“Although hypochondriasis was not retained as a diagnosis in DSM-5, the new diagnoses of illness anxiety disorder and somatic symptom disorder both retain health/illness anxiety as a prominent feature; therefore, we anticipate that the results from this trial will be generalizable to many individuals with these DSM-5 diagnoses,” Brian A. Fallon, M.D., director of the Center for Neuroinflammatory Disorders and Biobehavioral Medicine at Columbia University, and colleagues wrote.
Fallon and colleagues randomly assigned 195 adults with DSM-IV hypochondriasis to one of four treatment conditions: placebo, cognitive-behavioral therapy (CBT), fluoxetine, or joint treatment with both fluoxetine and CBT for 24 weeks. At the start of the trial and again at 6, 12, and 24 weeks later, the patients underwent a battery of tests, which assessed hypochondriacal symptoms, other psychopathology, adverse events, functional status, and quality of life.
Patients assigned to CBT received six in-person, 60-minute weekly sessions with a therapist, followed by two biweekly and three monthly booster sessions. Patients assigned to fluoxetine received the medication on a fixed-flexible dosing regimen, beginning at 10 mg daily and increasing as tolerated and needed to 80 mg/day.

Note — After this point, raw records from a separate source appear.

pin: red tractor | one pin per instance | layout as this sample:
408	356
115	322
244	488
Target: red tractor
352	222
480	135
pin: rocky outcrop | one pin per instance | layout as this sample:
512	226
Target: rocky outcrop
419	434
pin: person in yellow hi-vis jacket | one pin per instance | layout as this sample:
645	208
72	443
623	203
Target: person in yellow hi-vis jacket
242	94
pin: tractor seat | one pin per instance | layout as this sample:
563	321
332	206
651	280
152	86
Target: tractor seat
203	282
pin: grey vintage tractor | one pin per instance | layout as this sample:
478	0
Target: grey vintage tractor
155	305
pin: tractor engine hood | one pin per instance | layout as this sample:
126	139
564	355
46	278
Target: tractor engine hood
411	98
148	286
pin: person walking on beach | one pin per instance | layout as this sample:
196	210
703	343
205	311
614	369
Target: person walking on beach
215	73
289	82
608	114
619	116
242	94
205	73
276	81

The researchers compared the proportion of responders in each treatment group. Response was defined as improvement of at least 25% over baseline scores on both the Whiteley Index and the Yale-Brown Obsessive Compulsive Scale for hypochondriasis (H-YBOCS-M).
The researchers found that patients who received either fluoxetine, CBT, or a combination of the two had better response rates than those who received placebo (41.84% in the individual active treatment group and 47.17% in the joint treatment group compared with 29.55% in the placebo group). Secondary analyses of the Whiteley Index score revealed that fluoxetine was significantly more effective than placebo and was associated with a significantly faster rate of improvement over 24 weeks. Compared with placebo, patients receiving fluoxetine also had significantly lower anxiety scores and higher quality of life scores. There were no significant differences between treatment-emergent adverse events or dropout rates across the groups.
“The improvement with fluoxetine could not be accounted for by improvement in depression alone, as the difference in depression scores over time was not significant. This suggests that pharmacotherapy had a relatively specific effect on hypochondriacal symptoms,” Fallon and colleagues wrote. “In contrast to hypochondriasis, somatization did not improve in any of the treatment arms.”